墜愛
その言葉に、一瞬目を見開く。
驚いて、言葉を失った私に、綾人が言葉を続けた。
「今日見た映画は『墜愛』だったよね。あれ、墜落した愛、落ちぶれた愛、なんて言われて、あんまりいい意味合いじゃないって、評価されてる。俺は、麗蘭への気持ちも、関係も、そんな風に貶めたくないって思った。」
「…こんな俺じゃ、麗蘭にフラれるかもしれない。付き合うなら高坂先輩の方がいいって言われるかもしれない。けど、今言わないと後悔すると思った。だから、何度でも言うよ。」
綾人は深呼吸すると、もう一度私を見つめてきた。
「俺は、麗蘭が好きだ。麗蘭だけが、好き。麗蘭も同じ気持ちになってくれるんなら…この花束と、そのネックレスを、受け取って欲しい。

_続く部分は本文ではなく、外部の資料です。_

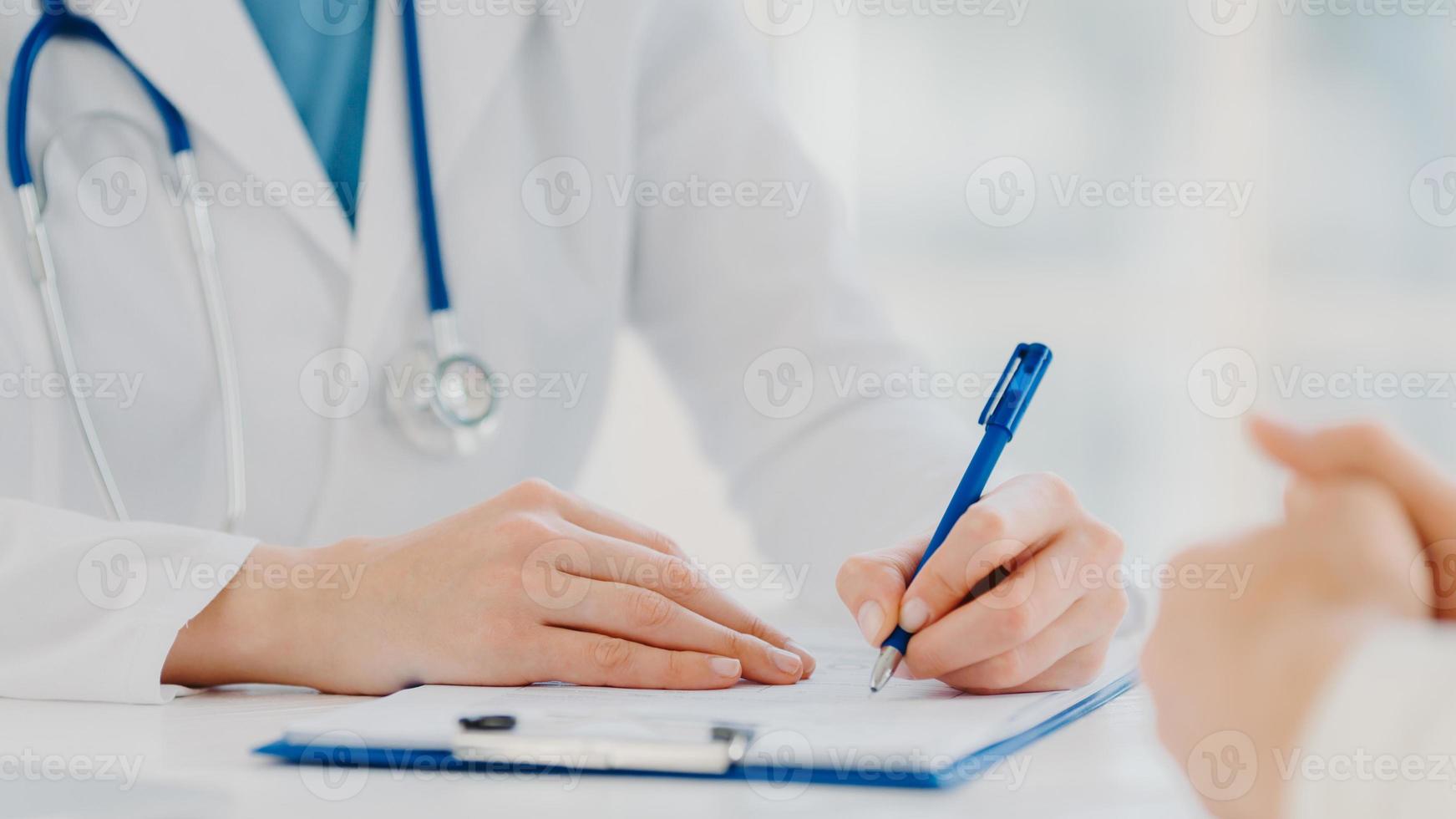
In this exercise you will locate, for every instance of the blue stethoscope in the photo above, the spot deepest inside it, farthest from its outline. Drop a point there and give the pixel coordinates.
(449, 413)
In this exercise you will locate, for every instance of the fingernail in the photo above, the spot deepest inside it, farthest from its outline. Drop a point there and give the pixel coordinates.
(870, 619)
(787, 662)
(913, 615)
(725, 666)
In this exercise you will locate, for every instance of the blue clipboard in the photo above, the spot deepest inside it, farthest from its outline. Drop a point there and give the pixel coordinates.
(961, 771)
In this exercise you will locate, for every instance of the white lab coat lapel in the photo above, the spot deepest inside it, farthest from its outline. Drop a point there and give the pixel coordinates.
(207, 57)
(464, 58)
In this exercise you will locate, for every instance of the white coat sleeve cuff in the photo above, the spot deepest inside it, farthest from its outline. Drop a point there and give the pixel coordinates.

」
そう言って、綾人はまた、頭を下げた。
嬉しくて、涙が溢れた。
顔を上げようとしない、綾人。
花束を持つ手が、微かに震えている。
その手を包み込むようにして握ると、綾人がようやく顔を上げた。
「麗蘭…」
「綾人。私も…同じ気持ちだよ。綾人が、好き。」
涙ながらにそう言うと、
綾人の手からそっと、花束を受け取った。